Archive for December, 2011

Count your blessings

It started out like most Mondays.  Kiss Sweetie good-bye, hop into the truck, get some gas and pull into the Help of Ojai lot.  As usual, it was cold and damp.  Not just outside, but inside Little House where the aging heating system can’t keep up with the drafts and takes its toll on the fragile ones toiling at their desks.

Eyeballing the bus manifest revealed a pretty full morning.  Most of the riders were regulars but a sprinkling of new names promised a welcome diversion.  My first pickup was Shirley, a spry 82-year-old and accomplished pianist living in a mobile home park.  “And you are?” Shirley said as I opened the automatic door and went to help her up the steps.  The reason Shirley asked who I am is not because she has memory problems.  She is blind.  Living alone, she and I have been bus pals for several years. No complainer she,  I look forward to her bus trips.
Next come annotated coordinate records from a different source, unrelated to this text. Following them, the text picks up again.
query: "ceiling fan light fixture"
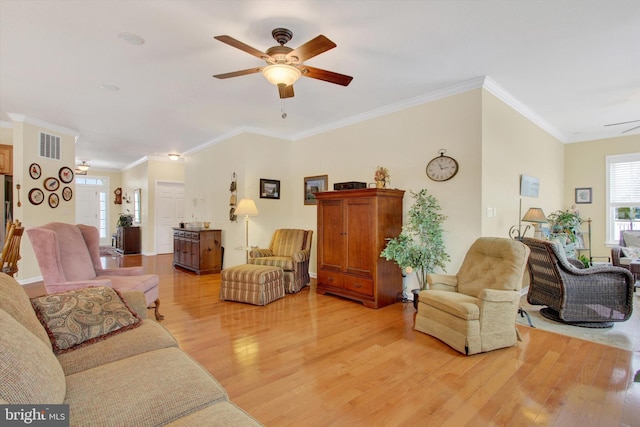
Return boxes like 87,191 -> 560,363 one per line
262,64 -> 302,86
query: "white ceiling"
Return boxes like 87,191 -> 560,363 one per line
0,0 -> 640,169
Bright and bubbly, she makes me ashamed of what a whiner I can be.

We arrived before Kristy’s Nails opened.  I helped Shirley find the donut shop next door where she was warmly welcomed and offered the delicacies of the house while she waited for Kristy’s to begin its day.
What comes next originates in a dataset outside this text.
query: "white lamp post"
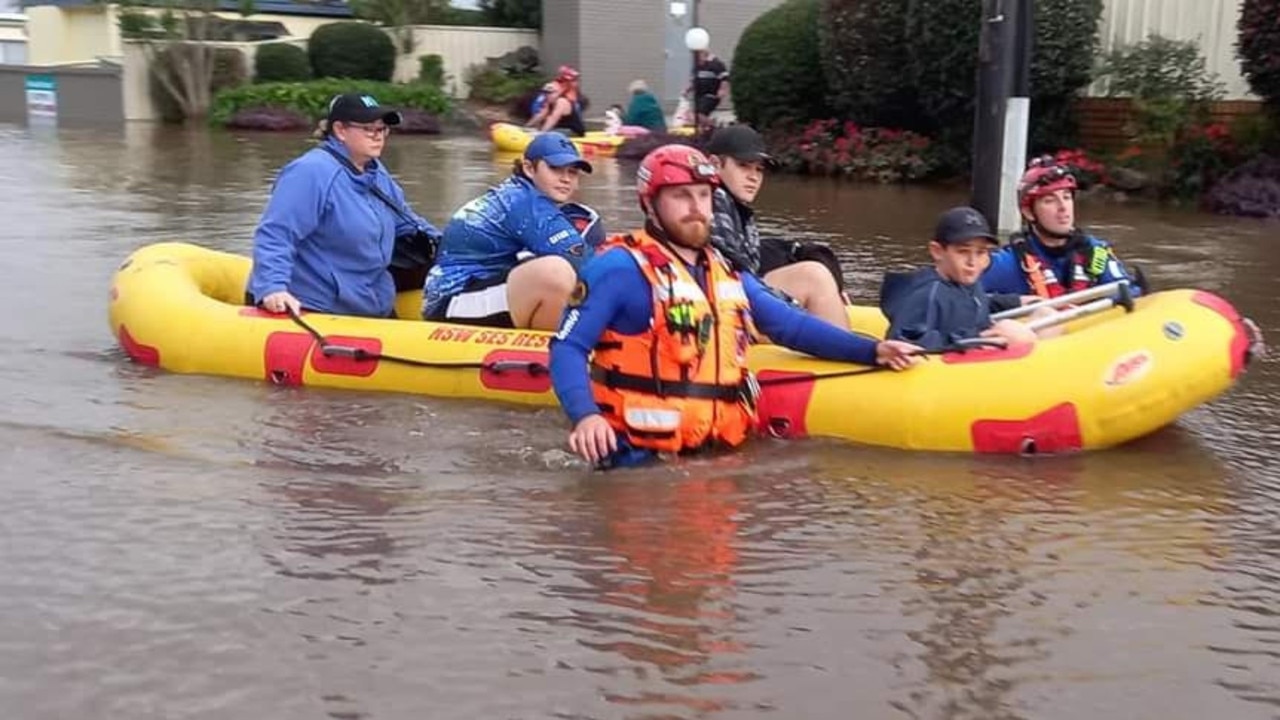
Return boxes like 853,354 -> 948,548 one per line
685,25 -> 712,131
Rarely do I get two clients going to Kristy’s on the same day.  But my next rider, Myrna, was headed there too.  A pedicure was in the offing as she can no longer personally handle that chore.  Arriving at St. Joseph’s I once again stared at the open area where majestic oaks once held sway.  Having been cut down before they could injure anyone, I’m anxiously awaiting some miracle that will accelerate the growth of the saplings planted a couple of years ago.  Maybe St. Joes is the right place for that miracle.
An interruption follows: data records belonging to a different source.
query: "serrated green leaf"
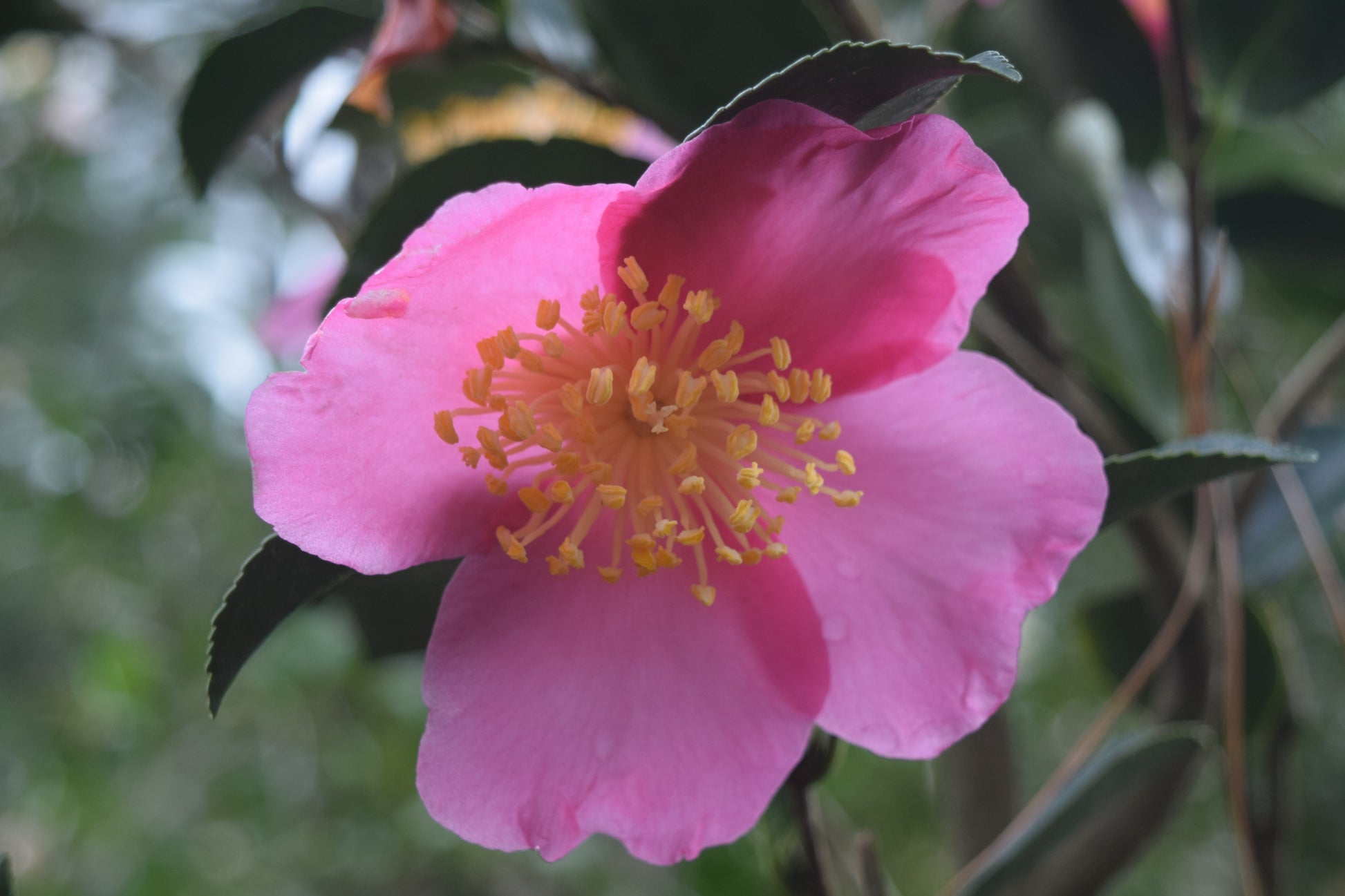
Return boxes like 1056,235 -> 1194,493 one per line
690,40 -> 1022,137
330,140 -> 648,304
958,723 -> 1212,896
206,535 -> 355,716
1102,432 -> 1317,526
579,0 -> 835,135
178,7 -> 374,192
Myrna needed the lift to get aboard.  After setting her walker where neither she nor I could be impaled, we got to know each other a bit better.  “I’m 91 and my husband is 90.”  A cradle robber, I said.  “He had a stroke about eight months ago.  I live in the cottage over there and he is in the nursing building just across the road.”  Noting her English accent, she volunteered that she was born in England where she served in the RAF as an ambulance driver.  Visions of a Hemingway novel flashed through my head.

“I was worried last night and this morning that you might not be able to get this big bus and the lift into the parking lot at Kristy’s.  Didn’t want to cause you any inconvenience.  I assured Myrna that it was my solemn mission to get her nails done.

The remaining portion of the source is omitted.